Behavioral scientists and geneticists have long since relied on identical twins for more than just a good practical joke. Studying two people who are genetically identical can help us figure out what traits are caused purely by genetics and what traits are influenced by the environment. You've learned a little bit about heritability before, the term that describes how a total phenotype, or physical trait, is affected by genetic variation. Twins can be used directly to test the heritability of a trait.

Twin Studies

As you are probably aware, there are two types of twins that can be born. Monozygotic twin pairs, or MZ twins, are the identical twins. They share 100% genetic similarity as they split from one embryo, where a single egg is fertilized by a single sperm. Dizygotic twin pairs, or DZ twin pairs, are non-identical twins. They share roughly 50% genetic similarity, the same as any other sibling pair, because they developed from two separate embryos - two different eggs fertilized by two different sperm. In essence, they are two siblings that just gestated at the same time.

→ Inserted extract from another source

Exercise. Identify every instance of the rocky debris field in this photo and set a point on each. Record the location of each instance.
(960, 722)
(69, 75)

A twin study is an experiment that assesses the genetic and environmental influence on a trait using MZ and DZ twin pairs. Twin studies allow scientists to attack this heritability question. It's an easy question to ask, but a hard one to answer - 'How much of a trait is due to genetic variation opposed to environmental influence?'

So why use both MZ and DZ twin pairs? Let's think about how both MZ and DZ twins grow up. They grow up in the same womb, they are born on the same day, and then they grow up at the same time in the same house with the same family. This means that the two individuals within a twin pair have as close to a similar environmental background as any two people can get.

We can't say that environments are identical because each person has different life experiences, but an MZ or DZ twin pair raised together will have the same family, same socioeconomic status, and the same residence. But even though the environmental influence will be similar between individuals in an MZ or DZ twin pair, only the MZ twin pair shares 100% identical genetics. Therefore, you can pick a trait to follow in hundreds of thousands of MZ and DZ pairs and ask this question: 'How likely is it that a trait is shared between both individuals in a twin pair?' If you see differences between non-identical DZ twins, much of that difference is likely due to genetics rather than environment.

After all, the genetics of DZ twin pairs are only 50% similar, but their environment is more alike. Now let's say there's a trait that has 0% heritability, meaning we know it's not at all influenced by genetics. It's hard to come up with a real example, because in reality, there's a genetic influence on almost everything. But for argument's sake, let's say we looked at bubble gum chewing in several MZ twin pairs and DZ twin pairs to see whether or not they had this trait.